Prawda to stara jak świat, że pies to najwierniejszy przyjaciel człowieka. Ale to, co zrobiła Lessie na cmentarzu podczas pogrzebu swojego ukochanego opiekuna, nadaje tym słowom zupełnie innego wymiaru.
Do tego niesamowitego wydarzenia doszło we Włoszech. Psinka o imieniu Lessie była tak głęboko zdesperowana po śmierci swojego opiekuna, że kiedy karawan zabierał trumnę, ona wskoczyła na tył samochodu i położyła się obok ukochanego człowieka.

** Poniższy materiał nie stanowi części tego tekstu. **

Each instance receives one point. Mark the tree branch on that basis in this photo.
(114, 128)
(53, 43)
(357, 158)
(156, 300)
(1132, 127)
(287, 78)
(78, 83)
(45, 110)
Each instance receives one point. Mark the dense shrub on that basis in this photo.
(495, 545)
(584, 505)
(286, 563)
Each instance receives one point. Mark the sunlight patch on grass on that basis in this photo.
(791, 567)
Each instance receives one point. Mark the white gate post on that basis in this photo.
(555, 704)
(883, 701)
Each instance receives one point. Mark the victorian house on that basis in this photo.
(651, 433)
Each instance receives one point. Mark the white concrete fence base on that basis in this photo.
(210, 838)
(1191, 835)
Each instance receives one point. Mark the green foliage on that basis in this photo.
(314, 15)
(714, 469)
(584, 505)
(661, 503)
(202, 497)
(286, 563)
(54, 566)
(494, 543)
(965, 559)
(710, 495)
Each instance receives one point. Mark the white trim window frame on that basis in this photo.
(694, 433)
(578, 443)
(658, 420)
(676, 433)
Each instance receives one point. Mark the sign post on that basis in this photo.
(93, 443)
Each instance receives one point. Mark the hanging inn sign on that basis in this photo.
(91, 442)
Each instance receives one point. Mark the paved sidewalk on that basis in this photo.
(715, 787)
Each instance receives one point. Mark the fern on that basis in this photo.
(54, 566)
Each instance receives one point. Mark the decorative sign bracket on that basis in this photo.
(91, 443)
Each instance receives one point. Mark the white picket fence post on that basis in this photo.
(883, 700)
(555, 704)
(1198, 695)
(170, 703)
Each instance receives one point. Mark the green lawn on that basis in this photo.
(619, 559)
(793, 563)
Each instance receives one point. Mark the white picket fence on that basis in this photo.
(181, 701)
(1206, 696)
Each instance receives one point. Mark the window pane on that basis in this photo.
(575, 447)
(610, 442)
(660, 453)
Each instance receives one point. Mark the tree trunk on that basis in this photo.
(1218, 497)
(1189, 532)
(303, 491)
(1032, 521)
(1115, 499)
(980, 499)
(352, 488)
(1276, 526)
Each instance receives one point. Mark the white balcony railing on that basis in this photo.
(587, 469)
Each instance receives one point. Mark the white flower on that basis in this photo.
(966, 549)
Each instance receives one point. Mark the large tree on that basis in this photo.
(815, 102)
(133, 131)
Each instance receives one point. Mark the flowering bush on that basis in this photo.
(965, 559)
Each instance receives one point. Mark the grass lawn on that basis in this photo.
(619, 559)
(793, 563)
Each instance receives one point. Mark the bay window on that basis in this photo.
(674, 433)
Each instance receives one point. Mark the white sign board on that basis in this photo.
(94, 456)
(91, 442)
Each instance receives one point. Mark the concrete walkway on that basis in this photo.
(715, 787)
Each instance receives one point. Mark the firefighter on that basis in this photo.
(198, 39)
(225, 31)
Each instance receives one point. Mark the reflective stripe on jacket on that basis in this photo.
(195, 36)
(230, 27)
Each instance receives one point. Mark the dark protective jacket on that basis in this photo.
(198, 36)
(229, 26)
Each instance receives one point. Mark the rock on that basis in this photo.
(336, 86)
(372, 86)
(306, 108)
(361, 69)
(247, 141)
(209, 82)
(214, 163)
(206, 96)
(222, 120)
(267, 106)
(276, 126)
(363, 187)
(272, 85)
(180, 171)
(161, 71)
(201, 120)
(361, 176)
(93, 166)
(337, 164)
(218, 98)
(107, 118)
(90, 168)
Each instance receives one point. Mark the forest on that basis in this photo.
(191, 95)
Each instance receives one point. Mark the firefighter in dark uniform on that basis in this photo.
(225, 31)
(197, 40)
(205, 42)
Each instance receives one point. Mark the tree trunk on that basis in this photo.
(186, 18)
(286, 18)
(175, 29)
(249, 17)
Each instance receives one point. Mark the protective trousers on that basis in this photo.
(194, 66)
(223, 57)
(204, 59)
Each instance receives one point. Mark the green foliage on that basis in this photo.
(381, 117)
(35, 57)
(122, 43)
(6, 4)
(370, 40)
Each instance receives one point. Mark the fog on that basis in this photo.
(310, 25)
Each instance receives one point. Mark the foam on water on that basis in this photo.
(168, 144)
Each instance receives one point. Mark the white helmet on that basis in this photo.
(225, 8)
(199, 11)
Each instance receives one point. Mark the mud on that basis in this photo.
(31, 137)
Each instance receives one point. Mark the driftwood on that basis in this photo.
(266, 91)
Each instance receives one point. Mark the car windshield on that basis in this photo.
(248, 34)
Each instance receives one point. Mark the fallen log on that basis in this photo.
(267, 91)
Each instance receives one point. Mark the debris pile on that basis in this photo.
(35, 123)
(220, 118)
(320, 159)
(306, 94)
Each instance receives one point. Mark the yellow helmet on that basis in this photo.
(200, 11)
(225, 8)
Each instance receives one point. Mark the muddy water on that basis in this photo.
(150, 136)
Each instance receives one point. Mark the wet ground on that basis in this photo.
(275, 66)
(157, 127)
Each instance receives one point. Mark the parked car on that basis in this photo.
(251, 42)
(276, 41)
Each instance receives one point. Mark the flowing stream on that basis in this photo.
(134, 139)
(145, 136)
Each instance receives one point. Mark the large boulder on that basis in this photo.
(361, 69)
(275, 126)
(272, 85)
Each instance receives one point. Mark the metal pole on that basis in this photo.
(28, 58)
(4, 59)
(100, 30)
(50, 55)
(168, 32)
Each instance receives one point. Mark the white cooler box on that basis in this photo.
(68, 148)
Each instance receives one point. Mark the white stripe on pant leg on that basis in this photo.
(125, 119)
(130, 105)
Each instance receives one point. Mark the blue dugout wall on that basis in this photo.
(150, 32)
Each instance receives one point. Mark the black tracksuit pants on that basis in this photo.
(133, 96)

Poruszające ostatnie pożegnanie
Kiedy żałobnicy i karawan dotarli na cmentarz, Lessie wciąż nie chciała opuścić swojego opiekuna. Chciała mu towarzyszyć do końca. Jak zawsze.
Wszyscy obecni na pogrzebie byli tak poruszeni gestem wiernego psa, że zaczęli spontanicznie klaskać. Takiego ostatniego pożegnania na pewno długo nie zapomną.
Po wszystkim suczka została adoptowana przez rodzinę zmarłego. Czeka ją zupełnie nowe życie w innym domu, ale z pewnością w jej sercu ukochany opiekun zostanie na zawsze.